Heavy reductions in quotas for cod and other key species present major challenges for the Danish fishing industry next year.
‘With these Danish fishing quotas, there is a prospect of a financial storm for consumer fishing in the coming year. Danish fisheries are set to be hit hard financially with quotas reductions especially for cod in all waters,’ said Svend-Erik Andersen, chairman of the Danish Fishermen’s Association.
The expectation is that the Danish fishing industry will be under financial pressure next year, with quota reductions on cod in the North Sea, Skagerrak, Kattegat and in the Baltic Sea, with the reduction in cod alone potentially digging a one billion DKK hole in the industry’s turnover each quarter.
‘It will be a particularly difficult year for fishermen in the Baltic,’Svend-Erik Andersen said.
‘The Baltic Sea is particularly hard hit with large reductions in quotas on the most important species, cod, herring, sprat, salmon and plaice. In addition, there is a closed period for cod fishing in the western Baltic in February and March.’
The Danish Fishermen’s Association had put a great deal of effort into working with associations in the UK, Norway, Germany, the Netherlands and Belgium to put together a long-term set of measures to address the challenges of the cod fishery that would allow a less drastic reduction in the 2020 quotas that that proposed by the European Commission.

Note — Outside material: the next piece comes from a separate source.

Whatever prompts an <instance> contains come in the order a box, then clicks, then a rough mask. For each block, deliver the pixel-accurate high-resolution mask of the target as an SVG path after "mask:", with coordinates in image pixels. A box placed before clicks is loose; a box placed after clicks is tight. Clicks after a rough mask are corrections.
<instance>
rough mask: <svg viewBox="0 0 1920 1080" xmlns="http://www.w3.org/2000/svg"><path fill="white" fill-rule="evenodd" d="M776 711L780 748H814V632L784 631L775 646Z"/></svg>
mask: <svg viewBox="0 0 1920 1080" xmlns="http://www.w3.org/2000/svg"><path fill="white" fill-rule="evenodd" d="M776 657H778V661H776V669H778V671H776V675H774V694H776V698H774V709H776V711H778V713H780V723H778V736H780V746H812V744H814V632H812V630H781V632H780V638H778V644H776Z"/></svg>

‘Unfortunately, the European Commission has not listened to input from the unified industry from all countries around the North Sea, which is very disappointing. Now we are risking these missing cod quotas preventing us from utilising other quotas. If we cannot do that, the decline in fisheries turnover in 2020 will unfortunately be even greater.’
For industrial fisheries, the quotas for sandeel and sprat will be decided in the first half of 2020.
‘After the unnecessarily low quotas for the last few years, we are going to need a good industrial fishery in 2020,’ he said.
‘Sandeel and sprat quotas were sharply reduced in 2019 despite the fact that there was plenty of fish out there. That must not happen in 2020. These low quotas have hit industrial fishermen, ports and fishmeal and fish oil factories hard,’ Svend-Erik Andersen said, commenting that over the past few years, Danish fishing has shown an optimism that has resulted in newbuildings and modernisation of existing vessels.
‘Parts of the Danish fishing fleet have been modernised and ready for the future, but there is concern about how things are going to be in the coming years. It is not just Brexit that has been haunting us for a long time – it’s also the very unstable quotas that have been up and down like a yo-yo to an extent that makes it difficult for the industry to make any plans.
Added to this come plans for camera monitoring of Danish fishing vessels in the Kattegat.
‘This is not the way to ensure continued sustainable Danish fishing,’ Svend-Erik Andersen said.
‘We need peace and stability. There is no need for new management measures and experiments on Danish fisheries.’